Violet Spears was born to moderately prosperous farmers, on the outskirts of Elgin, Scotland, in 1839 (please see research notes at the end of the article). Of a dramatic mindset at an early age, Violet loved to draw, sing, and act for her family. Nonetheless, her first career was of the usual sort: she married 33-year-old farmer Henry Fitzpatrick at the age of 15, and had four children (including a set of twins) by the time she was 22.
Violet had no more children, and rumor had it that a complaining Henry began to stray. When she was 33, Henry died in a hunting accident of vague detail. Violet’s eldest had married by then, so she and her three remaining children went to live with her sister for two years of mourning.
On the second anniversary of her husband’s death, Violet disappeared. Her children were working the family farms by this time, so Violet left them with Nancy, along with three mourning dresses, piled on her bed. Despite her later dark reputation, she never work black again.
Nothing was heard of her for a year. At that time, small sums began to arrive monthly to Nancy’s family, delivered by messenger, along with a small sprig of violets.
In 1876, medium and hypnotist Madam Violet began to attract notoriety in Edinburgh. By this time, the charasmatic spiritualist had gathered a small group of followers, whom she affectionately referred to as her “hive.” Her seances had become more and more elaborate, using elements of phantasmagoria to awe her guests. Blood ritual was introduced gradually, with clients being asked to donate small amounts of blood to help “connect to the spirits.” Violet would drink the small goblet of commingled blood. She reported that it made her euphoric, that “this element, returned to me, had been missing the whole of my life.”
Two years later, Madam Violet’s seances were a rare ticket. She abandoned her modest home to live with her Hive in the Edinburgh Vaults. Members of the Hive emerged only at night. They became known as lively but dangerous partiers, seducing the loveliest of men and women, and convincing them–often with the help of drugs and alcohol–to donate a bit of blood. Several of these victims were so enchanted, they left their lives behind and joined the Hive. Though no fatalities occurred, one or two injured parties did report Hive members to the police. The issues faded away quietly without arrest or resolution.
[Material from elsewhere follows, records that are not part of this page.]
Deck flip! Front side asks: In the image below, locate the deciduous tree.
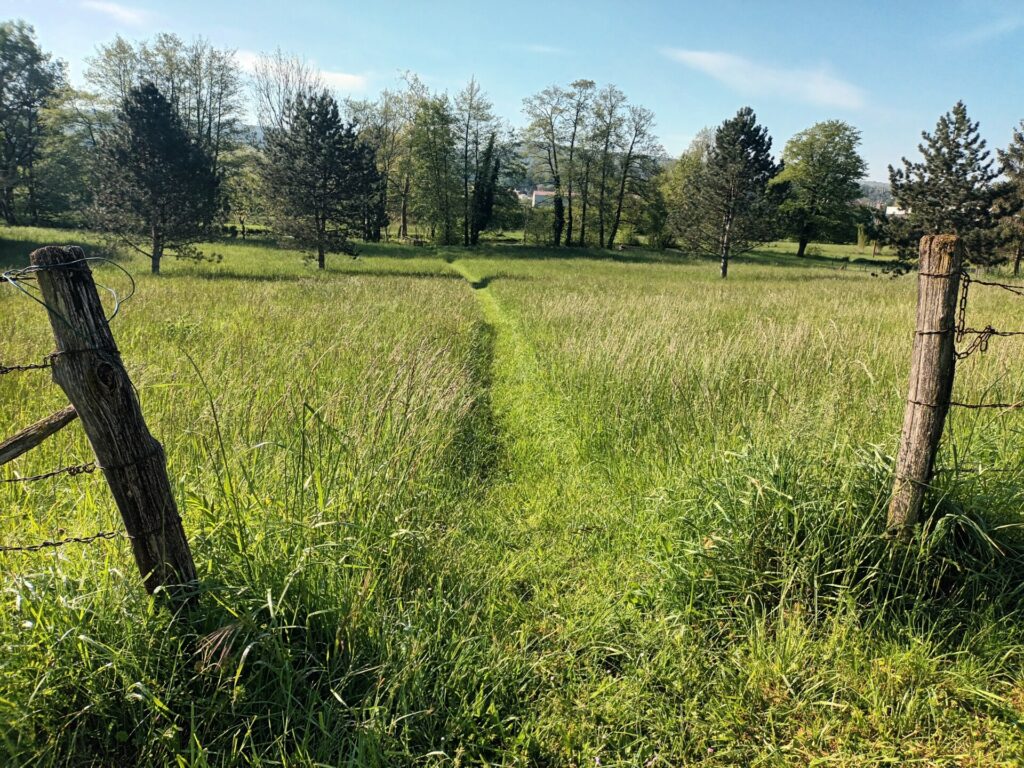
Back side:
[0,22,67,224]
[773,120,867,256]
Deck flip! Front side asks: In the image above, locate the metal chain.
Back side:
[0,462,96,482]
[0,530,124,553]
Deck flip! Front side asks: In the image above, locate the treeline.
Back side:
[6,22,1024,276]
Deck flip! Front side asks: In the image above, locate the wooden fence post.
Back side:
[889,234,964,537]
[31,246,196,597]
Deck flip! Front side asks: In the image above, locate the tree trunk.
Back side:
[398,174,409,238]
[0,186,17,226]
[580,160,590,248]
[797,234,808,259]
[28,166,39,226]
[150,226,164,274]
[889,234,965,540]
[721,216,732,280]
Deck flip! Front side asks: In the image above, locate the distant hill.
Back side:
[860,181,893,206]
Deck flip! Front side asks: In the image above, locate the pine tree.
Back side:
[95,83,220,274]
[410,94,461,245]
[677,106,782,278]
[995,121,1024,274]
[889,101,998,262]
[469,133,501,246]
[263,91,379,269]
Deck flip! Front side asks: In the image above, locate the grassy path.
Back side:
[452,261,676,762]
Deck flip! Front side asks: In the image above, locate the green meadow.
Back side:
[0,228,1024,768]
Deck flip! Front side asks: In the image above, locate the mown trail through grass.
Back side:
[452,261,681,764]
[6,230,1024,768]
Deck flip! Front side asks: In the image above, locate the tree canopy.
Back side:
[772,120,867,256]
[95,83,220,273]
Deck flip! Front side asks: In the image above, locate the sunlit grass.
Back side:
[0,229,1024,766]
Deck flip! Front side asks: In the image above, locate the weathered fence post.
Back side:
[31,246,196,596]
[889,234,964,536]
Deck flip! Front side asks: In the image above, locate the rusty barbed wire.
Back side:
[0,530,121,554]
[0,355,53,376]
[0,462,96,482]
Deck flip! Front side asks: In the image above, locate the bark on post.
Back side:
[31,246,196,598]
[889,234,964,536]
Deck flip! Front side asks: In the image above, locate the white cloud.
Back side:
[522,43,568,56]
[234,50,369,91]
[81,0,151,27]
[663,48,865,110]
[952,16,1024,47]
[321,70,367,91]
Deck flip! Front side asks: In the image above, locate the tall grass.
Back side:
[0,230,1024,766]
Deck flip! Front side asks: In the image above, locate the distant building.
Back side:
[531,189,555,208]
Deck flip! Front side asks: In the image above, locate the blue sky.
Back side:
[14,0,1024,180]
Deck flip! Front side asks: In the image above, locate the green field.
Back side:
[0,229,1024,767]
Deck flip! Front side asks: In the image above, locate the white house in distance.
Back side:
[530,188,555,208]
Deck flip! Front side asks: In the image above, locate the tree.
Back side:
[33,88,113,226]
[252,48,325,134]
[592,85,626,248]
[662,128,715,241]
[455,78,495,246]
[263,91,376,269]
[889,101,998,262]
[565,80,596,246]
[0,22,67,224]
[608,105,660,248]
[223,145,266,240]
[345,90,408,241]
[85,33,243,171]
[96,83,220,274]
[523,85,568,246]
[996,121,1024,275]
[772,120,867,256]
[469,131,502,246]
[680,106,781,278]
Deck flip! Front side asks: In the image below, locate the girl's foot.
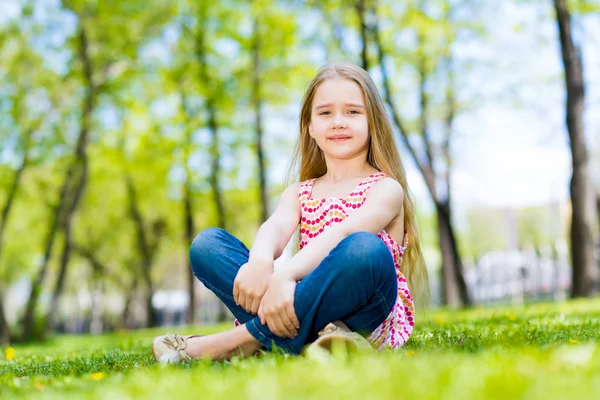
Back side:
[152,325,263,364]
[306,321,373,352]
[152,333,199,364]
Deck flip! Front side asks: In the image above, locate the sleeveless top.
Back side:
[298,172,415,349]
[234,172,415,350]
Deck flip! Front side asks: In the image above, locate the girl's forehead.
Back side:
[313,78,364,106]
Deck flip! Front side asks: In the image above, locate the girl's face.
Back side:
[309,78,369,159]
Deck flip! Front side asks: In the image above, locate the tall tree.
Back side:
[372,2,471,306]
[554,0,598,298]
[45,20,98,329]
[252,15,269,222]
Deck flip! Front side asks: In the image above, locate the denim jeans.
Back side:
[190,228,398,354]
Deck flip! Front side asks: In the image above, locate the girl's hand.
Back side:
[258,272,300,338]
[233,259,273,315]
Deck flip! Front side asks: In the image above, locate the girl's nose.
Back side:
[331,114,346,128]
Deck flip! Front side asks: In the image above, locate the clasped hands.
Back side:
[233,260,300,338]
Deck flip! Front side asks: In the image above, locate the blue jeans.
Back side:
[190,228,398,354]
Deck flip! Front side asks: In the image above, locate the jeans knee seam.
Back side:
[198,278,235,300]
[368,290,394,325]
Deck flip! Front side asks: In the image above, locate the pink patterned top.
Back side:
[298,172,415,350]
[234,172,415,350]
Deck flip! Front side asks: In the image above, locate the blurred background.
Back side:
[0,0,600,343]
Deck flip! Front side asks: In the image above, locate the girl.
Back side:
[152,63,429,362]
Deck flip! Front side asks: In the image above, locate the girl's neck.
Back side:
[321,154,377,184]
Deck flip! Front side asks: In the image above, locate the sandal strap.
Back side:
[162,333,192,361]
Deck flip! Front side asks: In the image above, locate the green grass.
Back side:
[0,299,600,400]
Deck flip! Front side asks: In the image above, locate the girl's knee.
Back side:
[190,228,226,276]
[340,232,390,259]
[340,232,395,277]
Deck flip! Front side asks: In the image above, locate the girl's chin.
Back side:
[324,148,360,160]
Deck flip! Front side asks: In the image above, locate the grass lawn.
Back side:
[0,299,600,400]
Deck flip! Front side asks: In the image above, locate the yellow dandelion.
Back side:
[90,372,104,381]
[4,347,17,361]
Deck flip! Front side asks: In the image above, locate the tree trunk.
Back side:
[179,88,196,324]
[183,167,196,324]
[125,172,157,328]
[372,3,471,305]
[436,203,471,307]
[45,25,96,330]
[355,0,369,71]
[0,288,10,347]
[196,8,227,322]
[0,131,33,346]
[252,17,269,222]
[554,0,597,298]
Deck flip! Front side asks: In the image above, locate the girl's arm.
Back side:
[250,183,301,262]
[280,178,404,281]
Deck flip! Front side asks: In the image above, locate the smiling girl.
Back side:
[152,63,429,362]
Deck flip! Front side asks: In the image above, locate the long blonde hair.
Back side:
[287,62,431,308]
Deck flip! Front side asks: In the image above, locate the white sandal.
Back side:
[308,321,373,352]
[152,333,202,364]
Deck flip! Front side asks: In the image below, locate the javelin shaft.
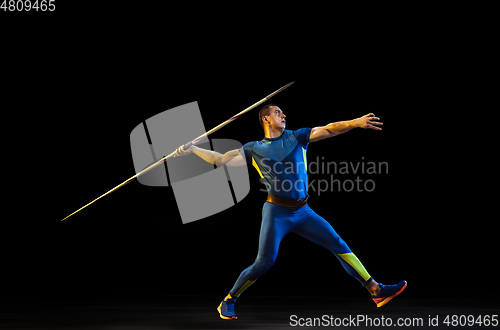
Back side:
[61,81,295,221]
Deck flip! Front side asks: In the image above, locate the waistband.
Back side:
[267,194,309,209]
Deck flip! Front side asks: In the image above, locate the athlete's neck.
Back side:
[264,126,285,139]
Hive members all bore the marks of a scarification device used in bloodletting, but they brought not only their blood, but their funds. The Hive was able to live in some comfort, even in the damp underground of the Vaults.
Violet herself did not leave the Vaults except to conduct seances, for which she wore elaborate “royal” costuming, as Queen of the Hive.
Some reports say that Madam Violet was “voted the most scary woman in England” in 1882 and 1884. As Violet never left Scotland, this is logistically unlikely. There was a mention of her in The Scotsman in 1881. An attendee of one of her seances described her as “most comely and frightening.”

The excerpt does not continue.